Gerou-se um movimento em tomo de justíssimas reivindicações, que arrastou muitas dezenas de camponeses para a rua.

A PIDE cedo se apercebeu da ameaça que representava para o regime o movimento reivindicativo e as respectivas consequências políticas. Assim, fez deslocar várias brigadas para a margem esquerda e apoiando-se nas forças repressivas locais, desencadeou uma onda de repressão, provavelmente a maior operação feita até aquele momento pelo regime nas povoações referidas, tendo gerado um ambiente semelhante a um autêntico estado de sítio.

Em consequência da repressão foram presos dezenas de trabalhadores rurais e vários democratas, que se desdobraram de forma destacada em actos de solidariedade.

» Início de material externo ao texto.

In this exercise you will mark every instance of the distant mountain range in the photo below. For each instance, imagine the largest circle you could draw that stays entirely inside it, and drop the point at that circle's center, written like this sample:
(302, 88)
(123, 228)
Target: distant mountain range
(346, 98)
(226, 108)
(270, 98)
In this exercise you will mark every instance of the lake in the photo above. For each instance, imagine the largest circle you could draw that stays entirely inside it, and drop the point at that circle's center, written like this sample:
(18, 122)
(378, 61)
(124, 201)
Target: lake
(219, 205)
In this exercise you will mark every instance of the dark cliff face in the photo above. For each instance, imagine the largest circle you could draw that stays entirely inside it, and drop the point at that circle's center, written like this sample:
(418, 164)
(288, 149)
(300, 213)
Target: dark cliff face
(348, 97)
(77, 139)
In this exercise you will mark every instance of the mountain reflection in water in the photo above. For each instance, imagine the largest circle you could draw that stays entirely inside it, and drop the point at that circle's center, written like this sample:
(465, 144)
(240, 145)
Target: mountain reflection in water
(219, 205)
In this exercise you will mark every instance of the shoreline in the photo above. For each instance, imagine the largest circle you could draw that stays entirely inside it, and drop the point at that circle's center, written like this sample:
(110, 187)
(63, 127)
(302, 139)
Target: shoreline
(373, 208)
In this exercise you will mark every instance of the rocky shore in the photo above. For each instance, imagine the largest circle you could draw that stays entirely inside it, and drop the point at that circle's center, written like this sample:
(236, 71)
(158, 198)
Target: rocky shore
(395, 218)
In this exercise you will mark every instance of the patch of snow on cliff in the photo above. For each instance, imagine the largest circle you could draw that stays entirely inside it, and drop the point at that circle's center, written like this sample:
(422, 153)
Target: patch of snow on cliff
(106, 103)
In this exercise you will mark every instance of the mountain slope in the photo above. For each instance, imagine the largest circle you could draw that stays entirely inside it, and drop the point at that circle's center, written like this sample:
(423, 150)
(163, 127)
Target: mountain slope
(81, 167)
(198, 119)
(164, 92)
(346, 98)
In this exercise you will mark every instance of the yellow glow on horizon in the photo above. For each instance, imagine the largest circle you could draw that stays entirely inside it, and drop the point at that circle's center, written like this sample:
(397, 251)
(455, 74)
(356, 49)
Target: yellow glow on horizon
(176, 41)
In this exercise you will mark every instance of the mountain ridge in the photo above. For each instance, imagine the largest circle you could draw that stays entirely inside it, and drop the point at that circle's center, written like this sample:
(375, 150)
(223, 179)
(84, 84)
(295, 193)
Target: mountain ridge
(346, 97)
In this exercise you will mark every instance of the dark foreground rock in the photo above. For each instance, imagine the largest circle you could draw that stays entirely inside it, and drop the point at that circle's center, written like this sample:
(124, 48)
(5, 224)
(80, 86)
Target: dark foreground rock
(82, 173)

A situação agravou-se com o início das ceifas, por alturas de Maio, um mês sempre muito combativo, aproveitado pelos trabalhadores rurais para manifestarem reivindicações que visavam o aumento salarial e melhores condições devida.

Era um período do ano em que os seus braços eram indispensáveis, face ao expressivo volume de trabalho a desenvolver na agricultura. Apesar da grande rudeza física do trabalho, os salários praticados eram baixos e a jornada de trabalho era de sol a sol. Eram períodos de grandes tensões sociais, em que de um lado os agrários, apoiados nos meios repressivos, não cediam, e do outro lado, os trabalhadores resistiam heroicamente.

Neste período já os agrários recorriam a mão-de-obra vinda do Algarve ou das Beiras para substituírem os trabalhadores locais. Os recém chegados eram vistos como elementos de perturbação do processo de luta, porque para além de tirarem o trabalho aos locais sujeitavam-se a salários mais baixos, deitando por terra as poucas conquistas que gradualmente iam sendo alcançadas.

No entanto, as posições tomadas em geral pelos trabalhadores em movimentações sociais, eram sempre construtivas, no sentido de estabelecerem contactos com os trabalhadores contratados, com a finalidade de os esclarecer e ganhá-los para as suas causas.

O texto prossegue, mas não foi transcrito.